Still might be able to do him for breaking his daughter’s arm...
Mind you, even then, how would you prove it beyond reasonable doubt?
Might be worth getting in touch with Social Services, though.
Yeah, unless they took one look at Irene Brown and decided her kids would be better off growing up in care.
Sod that.
Callum slouched down the stairs, out the back door, and into the rain. Hurried across the rear car park and into the dysentery-brown Mondeo. Wiped the water from his face.
Checked his watch.
Detective sergeants were a pain in the backside at the best of times, but McAdams took the Jammie Dodger. Still no sign of him.
And you could bet your last fifty-three pounds and seventy-two pence that if anyone caught Callum hanging about in the office, doing nothing, they’d find him something unpleasant to do. Much better to hide out here, waiting for McAdams to turn up. And at least he could do something productive while he was waiting.
Callum took out his phone and made a call.
‘Scenes Examination Branch.’
‘Cecelia? It’s Callum. I’m calling about the Gossard crime scene — two twenty-three Johnson Crescent. The abduction?’
‘Oh I remember that one: blood everywhere.’
‘Did you get any decent fingerprints or DNA?’
‘Still working through the samples, but it’s all the victims’ so far.’
Sod.
A frown. What was it the posh-sounding bloke had said? The one on Dr McDonald’s phone when they were going through Brett, Ben, and Glen’s fixer-up flat... Right.
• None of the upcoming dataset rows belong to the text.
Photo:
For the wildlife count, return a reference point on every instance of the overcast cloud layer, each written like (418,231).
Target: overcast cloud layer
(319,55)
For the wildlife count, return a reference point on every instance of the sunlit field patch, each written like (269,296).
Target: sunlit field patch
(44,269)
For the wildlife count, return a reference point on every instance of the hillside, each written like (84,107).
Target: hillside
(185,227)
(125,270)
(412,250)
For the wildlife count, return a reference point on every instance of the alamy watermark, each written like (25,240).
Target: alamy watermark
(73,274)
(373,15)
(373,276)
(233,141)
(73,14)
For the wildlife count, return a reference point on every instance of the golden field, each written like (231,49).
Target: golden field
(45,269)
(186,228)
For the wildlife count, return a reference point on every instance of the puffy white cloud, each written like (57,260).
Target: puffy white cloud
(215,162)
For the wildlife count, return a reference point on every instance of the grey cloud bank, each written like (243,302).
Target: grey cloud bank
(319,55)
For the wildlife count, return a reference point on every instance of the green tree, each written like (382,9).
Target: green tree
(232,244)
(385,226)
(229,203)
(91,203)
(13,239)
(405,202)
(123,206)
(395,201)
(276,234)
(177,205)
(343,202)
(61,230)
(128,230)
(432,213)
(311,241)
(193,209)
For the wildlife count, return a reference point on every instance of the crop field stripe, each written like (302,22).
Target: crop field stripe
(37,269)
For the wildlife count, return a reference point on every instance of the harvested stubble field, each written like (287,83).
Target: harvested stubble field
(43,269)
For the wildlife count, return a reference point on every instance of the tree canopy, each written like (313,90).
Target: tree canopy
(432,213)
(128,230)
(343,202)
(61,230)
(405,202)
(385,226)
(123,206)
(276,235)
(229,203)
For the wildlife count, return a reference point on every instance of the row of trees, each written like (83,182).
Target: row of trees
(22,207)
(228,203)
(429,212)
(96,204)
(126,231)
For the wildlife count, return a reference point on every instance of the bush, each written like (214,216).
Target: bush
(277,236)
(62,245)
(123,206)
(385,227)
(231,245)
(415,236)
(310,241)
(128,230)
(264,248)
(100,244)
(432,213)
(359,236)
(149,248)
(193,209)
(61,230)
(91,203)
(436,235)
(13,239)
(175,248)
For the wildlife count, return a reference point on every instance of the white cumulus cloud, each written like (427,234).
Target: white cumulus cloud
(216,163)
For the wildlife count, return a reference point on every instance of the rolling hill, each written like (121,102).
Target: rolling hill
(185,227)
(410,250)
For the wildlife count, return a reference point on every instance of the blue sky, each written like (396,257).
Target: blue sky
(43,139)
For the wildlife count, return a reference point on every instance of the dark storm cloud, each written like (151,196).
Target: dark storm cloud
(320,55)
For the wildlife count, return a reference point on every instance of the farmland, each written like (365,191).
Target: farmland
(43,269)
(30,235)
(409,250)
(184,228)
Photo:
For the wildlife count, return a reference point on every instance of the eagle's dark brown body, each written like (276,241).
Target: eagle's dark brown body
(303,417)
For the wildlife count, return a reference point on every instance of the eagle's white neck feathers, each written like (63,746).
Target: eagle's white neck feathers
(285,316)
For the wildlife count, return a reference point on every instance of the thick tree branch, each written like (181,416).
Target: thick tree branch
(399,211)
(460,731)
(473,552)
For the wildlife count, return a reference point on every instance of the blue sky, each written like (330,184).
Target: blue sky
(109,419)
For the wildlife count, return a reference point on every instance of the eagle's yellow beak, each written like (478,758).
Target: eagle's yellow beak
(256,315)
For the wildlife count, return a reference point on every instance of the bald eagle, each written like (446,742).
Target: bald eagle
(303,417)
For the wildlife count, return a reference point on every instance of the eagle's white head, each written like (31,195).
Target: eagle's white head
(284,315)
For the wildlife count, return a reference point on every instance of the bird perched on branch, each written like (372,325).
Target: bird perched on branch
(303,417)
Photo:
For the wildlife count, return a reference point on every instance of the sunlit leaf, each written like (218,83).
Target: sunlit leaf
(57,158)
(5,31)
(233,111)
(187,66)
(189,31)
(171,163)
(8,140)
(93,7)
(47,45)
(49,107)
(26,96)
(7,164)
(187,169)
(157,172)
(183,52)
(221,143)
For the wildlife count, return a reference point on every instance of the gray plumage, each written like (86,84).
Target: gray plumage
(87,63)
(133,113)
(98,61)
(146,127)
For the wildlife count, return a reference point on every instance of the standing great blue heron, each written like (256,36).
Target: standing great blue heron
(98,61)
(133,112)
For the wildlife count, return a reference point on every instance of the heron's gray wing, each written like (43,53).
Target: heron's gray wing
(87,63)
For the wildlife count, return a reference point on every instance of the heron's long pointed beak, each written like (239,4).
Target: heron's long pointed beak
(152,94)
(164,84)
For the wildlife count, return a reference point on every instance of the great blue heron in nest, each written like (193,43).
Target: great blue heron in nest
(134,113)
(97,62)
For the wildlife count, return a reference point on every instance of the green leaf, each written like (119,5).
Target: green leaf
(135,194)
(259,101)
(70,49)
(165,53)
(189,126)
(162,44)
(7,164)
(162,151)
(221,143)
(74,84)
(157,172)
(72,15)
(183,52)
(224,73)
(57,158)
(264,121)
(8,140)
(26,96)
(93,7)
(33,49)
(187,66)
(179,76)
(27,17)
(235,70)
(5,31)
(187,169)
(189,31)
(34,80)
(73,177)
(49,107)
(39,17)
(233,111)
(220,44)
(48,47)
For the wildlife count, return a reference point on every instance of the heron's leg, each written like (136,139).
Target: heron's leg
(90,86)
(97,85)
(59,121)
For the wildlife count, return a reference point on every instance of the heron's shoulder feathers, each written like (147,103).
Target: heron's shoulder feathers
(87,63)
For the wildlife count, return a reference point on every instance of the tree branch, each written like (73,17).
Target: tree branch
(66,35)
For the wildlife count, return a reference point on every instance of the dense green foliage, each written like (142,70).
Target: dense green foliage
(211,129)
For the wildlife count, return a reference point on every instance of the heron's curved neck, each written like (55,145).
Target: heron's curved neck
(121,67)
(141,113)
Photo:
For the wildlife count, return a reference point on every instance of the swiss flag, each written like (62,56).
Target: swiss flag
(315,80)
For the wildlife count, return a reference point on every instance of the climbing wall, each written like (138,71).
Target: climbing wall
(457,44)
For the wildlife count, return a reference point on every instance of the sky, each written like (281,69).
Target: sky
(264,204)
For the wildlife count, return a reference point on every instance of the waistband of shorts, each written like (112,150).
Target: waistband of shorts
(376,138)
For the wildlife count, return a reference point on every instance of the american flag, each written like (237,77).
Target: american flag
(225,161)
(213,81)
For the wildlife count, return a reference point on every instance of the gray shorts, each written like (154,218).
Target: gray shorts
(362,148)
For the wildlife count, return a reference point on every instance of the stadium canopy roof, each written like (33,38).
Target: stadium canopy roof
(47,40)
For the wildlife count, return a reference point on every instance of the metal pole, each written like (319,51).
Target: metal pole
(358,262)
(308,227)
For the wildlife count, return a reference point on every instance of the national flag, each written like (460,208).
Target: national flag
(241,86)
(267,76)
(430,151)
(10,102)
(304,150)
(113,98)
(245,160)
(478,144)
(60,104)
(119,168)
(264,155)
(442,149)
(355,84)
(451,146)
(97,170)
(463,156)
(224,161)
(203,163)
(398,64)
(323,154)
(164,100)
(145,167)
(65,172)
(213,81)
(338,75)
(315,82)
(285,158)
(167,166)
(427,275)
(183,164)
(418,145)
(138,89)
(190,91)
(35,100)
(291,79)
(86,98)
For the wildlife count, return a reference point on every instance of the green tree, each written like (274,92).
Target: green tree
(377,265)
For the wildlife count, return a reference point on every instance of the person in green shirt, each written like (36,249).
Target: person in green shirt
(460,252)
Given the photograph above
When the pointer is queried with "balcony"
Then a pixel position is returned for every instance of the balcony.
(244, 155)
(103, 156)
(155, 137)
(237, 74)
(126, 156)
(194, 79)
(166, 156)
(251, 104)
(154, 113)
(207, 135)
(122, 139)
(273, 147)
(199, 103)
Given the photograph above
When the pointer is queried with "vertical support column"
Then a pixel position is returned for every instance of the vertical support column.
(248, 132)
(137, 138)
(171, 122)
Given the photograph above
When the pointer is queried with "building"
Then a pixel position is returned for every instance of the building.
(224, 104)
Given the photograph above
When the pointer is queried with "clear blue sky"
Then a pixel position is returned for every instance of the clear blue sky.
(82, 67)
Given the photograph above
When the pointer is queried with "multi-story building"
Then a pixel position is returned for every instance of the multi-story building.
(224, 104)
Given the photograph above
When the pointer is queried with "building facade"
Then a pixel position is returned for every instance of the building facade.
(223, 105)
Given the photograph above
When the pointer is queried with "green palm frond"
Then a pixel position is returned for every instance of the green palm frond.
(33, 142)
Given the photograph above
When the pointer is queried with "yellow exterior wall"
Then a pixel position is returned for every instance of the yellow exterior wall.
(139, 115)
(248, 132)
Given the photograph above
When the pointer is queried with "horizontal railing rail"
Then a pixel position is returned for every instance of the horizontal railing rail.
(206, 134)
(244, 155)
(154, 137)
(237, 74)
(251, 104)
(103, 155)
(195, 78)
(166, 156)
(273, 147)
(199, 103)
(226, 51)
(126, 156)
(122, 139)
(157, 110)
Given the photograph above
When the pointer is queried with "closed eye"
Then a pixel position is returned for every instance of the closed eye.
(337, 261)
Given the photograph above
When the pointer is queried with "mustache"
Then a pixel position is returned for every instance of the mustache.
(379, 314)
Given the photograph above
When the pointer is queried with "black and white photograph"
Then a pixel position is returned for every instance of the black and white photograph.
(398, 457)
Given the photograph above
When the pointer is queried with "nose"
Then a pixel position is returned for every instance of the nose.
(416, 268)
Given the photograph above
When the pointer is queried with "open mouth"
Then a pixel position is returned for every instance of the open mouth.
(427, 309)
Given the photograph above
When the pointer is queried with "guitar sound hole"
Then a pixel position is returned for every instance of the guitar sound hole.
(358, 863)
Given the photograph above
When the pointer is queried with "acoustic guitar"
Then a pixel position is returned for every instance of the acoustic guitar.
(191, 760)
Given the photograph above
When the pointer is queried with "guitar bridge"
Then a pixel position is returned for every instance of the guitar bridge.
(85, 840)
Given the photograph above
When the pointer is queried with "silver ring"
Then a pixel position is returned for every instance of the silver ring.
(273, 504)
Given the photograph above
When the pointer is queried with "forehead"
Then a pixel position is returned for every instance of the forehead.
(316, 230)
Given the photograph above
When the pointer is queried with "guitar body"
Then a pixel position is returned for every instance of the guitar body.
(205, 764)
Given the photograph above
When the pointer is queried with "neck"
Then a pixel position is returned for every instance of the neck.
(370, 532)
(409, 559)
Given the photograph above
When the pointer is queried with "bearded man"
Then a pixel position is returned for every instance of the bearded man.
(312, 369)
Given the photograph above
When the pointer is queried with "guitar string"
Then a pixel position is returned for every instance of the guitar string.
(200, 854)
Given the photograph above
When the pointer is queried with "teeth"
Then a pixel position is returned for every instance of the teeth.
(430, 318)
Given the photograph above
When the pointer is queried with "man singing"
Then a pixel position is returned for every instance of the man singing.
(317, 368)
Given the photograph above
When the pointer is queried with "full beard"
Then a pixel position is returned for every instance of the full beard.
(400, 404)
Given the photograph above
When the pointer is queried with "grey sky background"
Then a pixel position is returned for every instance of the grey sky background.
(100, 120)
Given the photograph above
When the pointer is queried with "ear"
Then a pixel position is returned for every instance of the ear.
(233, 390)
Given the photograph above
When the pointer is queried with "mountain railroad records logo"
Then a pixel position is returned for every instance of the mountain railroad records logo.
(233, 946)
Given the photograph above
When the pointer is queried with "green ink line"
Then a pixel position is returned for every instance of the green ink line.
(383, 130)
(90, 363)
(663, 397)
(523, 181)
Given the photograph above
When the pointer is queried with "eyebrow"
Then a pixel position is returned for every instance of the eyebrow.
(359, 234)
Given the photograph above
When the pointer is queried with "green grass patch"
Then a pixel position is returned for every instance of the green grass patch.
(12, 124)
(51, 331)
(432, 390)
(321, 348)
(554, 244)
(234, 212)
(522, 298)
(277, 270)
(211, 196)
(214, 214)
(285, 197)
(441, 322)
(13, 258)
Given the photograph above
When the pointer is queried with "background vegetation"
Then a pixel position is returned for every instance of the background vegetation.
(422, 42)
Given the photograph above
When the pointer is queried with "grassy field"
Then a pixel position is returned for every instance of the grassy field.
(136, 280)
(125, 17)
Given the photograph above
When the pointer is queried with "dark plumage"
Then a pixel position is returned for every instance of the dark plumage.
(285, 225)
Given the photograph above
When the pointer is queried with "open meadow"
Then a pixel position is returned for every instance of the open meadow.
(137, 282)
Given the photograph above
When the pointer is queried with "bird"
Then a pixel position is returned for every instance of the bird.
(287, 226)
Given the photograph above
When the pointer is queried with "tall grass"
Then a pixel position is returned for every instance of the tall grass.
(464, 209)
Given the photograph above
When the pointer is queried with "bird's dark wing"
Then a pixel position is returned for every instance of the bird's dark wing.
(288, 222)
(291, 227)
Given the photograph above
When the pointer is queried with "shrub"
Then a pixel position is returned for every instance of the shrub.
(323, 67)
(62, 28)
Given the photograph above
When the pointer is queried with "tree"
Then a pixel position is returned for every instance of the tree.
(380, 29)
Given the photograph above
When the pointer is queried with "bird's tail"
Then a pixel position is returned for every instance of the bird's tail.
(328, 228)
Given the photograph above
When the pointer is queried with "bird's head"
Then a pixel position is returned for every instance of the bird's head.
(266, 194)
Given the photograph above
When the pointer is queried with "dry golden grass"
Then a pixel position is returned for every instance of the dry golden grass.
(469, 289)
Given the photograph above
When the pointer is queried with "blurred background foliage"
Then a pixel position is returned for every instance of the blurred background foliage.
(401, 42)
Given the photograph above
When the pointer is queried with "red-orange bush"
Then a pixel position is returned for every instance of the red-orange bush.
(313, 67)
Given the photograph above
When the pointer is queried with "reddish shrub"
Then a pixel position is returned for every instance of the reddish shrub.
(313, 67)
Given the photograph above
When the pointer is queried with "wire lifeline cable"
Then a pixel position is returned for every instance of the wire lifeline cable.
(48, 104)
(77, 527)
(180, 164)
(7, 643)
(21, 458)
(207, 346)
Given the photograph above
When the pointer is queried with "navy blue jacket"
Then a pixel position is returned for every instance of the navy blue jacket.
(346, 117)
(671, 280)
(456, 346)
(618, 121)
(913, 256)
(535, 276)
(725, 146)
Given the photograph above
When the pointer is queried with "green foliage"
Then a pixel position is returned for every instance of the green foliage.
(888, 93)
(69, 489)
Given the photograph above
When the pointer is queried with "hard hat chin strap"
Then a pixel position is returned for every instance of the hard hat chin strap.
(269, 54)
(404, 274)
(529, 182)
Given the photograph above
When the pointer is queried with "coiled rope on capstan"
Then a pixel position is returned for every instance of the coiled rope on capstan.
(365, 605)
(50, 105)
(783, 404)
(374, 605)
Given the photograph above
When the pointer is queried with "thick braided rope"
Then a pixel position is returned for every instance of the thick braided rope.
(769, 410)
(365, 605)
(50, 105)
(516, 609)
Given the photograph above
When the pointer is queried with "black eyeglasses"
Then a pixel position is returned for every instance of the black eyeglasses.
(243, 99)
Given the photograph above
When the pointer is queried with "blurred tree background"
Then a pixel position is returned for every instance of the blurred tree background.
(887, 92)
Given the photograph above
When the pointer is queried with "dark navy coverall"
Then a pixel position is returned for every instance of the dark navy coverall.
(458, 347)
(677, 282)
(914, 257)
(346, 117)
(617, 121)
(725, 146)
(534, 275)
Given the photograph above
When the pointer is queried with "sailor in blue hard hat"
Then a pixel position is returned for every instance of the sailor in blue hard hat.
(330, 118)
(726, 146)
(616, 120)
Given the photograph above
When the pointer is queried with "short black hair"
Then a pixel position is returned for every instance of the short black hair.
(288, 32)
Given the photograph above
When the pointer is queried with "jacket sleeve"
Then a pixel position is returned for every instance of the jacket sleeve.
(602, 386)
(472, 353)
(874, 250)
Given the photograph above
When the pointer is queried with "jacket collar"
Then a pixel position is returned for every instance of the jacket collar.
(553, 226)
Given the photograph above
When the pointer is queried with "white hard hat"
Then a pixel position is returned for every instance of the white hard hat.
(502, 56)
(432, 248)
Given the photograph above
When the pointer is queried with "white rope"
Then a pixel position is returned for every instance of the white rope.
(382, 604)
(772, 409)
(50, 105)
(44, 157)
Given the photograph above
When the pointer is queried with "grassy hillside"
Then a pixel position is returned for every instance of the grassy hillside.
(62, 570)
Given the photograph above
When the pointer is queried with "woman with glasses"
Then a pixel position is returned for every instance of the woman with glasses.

‘Did you try under the taps and door handles? He would’ve been clarted in blood, he’s not going to risk being spotted looking like an abattoir’s floor. He’ll have washed his hands.’
‘Course we did. I got Brian to do it. Hold on...’ There was a muffled conversation on the other end that escalated into a muffled argument. Then a sigh. And she was back again: ‘I’ll head round there soon as I’ve finished my tea.’
‘Thanks, Cecelia, you’re a star.’
Callum hung up, stuck the seat back as far as it would go, pulled Open the Coffins from his jacket pocket and settled down to read.
A knock on the window made him flinch. He blinked at the dashboard clock — 12:15. A whole five minutes’ peace and quiet.
McAdams slithered into the passenger seat and clunked the door shut. Sat there, staring across the car with one eyebrow raised. ‘Any time you’re ready.’ He’d brought a slightly bitter aroma with him: like pear drops laced with marzipan and vinegar. An unwell smell.